Based on these findings, endovascular fistula embolisation was recommended. The right cavernous sinus was embolised using platinum coils and non-adhesive glue (ethylene vinyl-alcohol copolymer) to occlude the feeding vessels from the small branches of both the ECA and the ICA. Post-embolisation imaging showed complete closure of the fistula. One month after the intervention, his headache had resolved although his vision remained at NPL OD. Temporal pallor was noted in the right optic disc, but there was no significant change in the intraocular pressure, vascular engorgement of the episcleral vessels, proptosis, ptosis, or ophthalmoparesis in the right side.
Discussion
A dural CCF occurs due to pathological communication between meningeal branches of ECA, ICA, or both with the cavernous sinus.1 In dural CCFs, disturbed flow may cause a remodelling process of the venous endothelium and venous arterialisation, leading to superior ophthalmic vein occlusion.2–4 In our case, we hypothesise that the capillary pressure increase could have been the consequence of long-lasting ophthalmic vein occlusion, which reduced flow in the ophthalmic artery branches.

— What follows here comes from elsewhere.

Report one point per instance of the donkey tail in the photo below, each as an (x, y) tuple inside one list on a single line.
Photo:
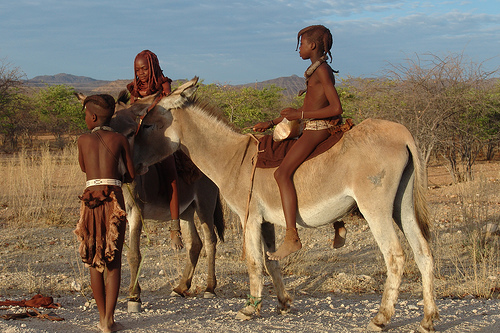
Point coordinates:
[(219, 222), (419, 195)]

This is similar to the mechanism of ischaemic retina in central retinal vein occlusion and could explain the angiographic manifestation of the right ophthalmic artery branches.5 Steal phenomenon in which blood from ophthalmic artery is stolen through the dural CCF might be a mechanism explaining the reduction of blood supply to the posterior orbital segment of optic nerve.6,7 In this case, ophthalmic vein obstruction was overlooked on TOF MR angiography because of the low flow in the dural CCF.
Restricted diffusion can be detected in inflammatory, infiltrative, or ischaemic lesions of the optic nerve; however, the diagnosis of ischaemia was made in our case based on the focal restricting lesion with no other evidence for local or systemic disease.

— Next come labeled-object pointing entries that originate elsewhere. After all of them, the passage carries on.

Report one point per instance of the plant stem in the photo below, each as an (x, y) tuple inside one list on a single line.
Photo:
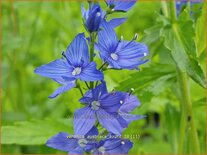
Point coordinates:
[(172, 11), (92, 42), (80, 90), (187, 119)]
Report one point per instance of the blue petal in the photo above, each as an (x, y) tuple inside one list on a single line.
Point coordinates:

Recently, Daniel et al. described a case with sudden visual loss owing to central retinal artery occlusion and posterior ischaemic optic neuropathy from a spontaneous direct CCF.8 However, our patient only presented with a low-flow vascular shunt and no retinal process was detected. Therefore, the clinical features of CCF in the case described by Daniel et al. were much more prominent than in ours.

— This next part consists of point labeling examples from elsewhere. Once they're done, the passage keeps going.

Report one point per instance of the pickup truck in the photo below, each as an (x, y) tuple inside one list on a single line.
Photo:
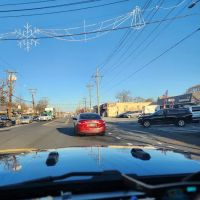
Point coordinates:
[(178, 117), (5, 121)]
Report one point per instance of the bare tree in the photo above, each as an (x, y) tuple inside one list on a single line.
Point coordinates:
[(193, 89), (41, 105), (124, 96)]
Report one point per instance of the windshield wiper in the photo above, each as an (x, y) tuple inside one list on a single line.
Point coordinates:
[(48, 179)]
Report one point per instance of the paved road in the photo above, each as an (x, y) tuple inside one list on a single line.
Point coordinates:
[(55, 134), (59, 133)]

Dural CCF-related ophthalmic vein occlusion and posterior ischaemic optic neuropathy are uncommon. Our patient manifested with an atypical cavernous sinus syndrome and acute vision loss over nearly one week. A potential fistula should be taken into account in any patient with unexplained vision loss and accompanying signs such as proptosis and/or dilated episcleral vasculature. All in all, the time-critical nature of the whole diagnostic and interventional process must be seriously considered to preserve as much visual function as possible.
Funding Statement
The authors reported that there is no funding associated with the work featured in this article.
Declaration of interest statement
No potential conflict of interest was reported by the authors.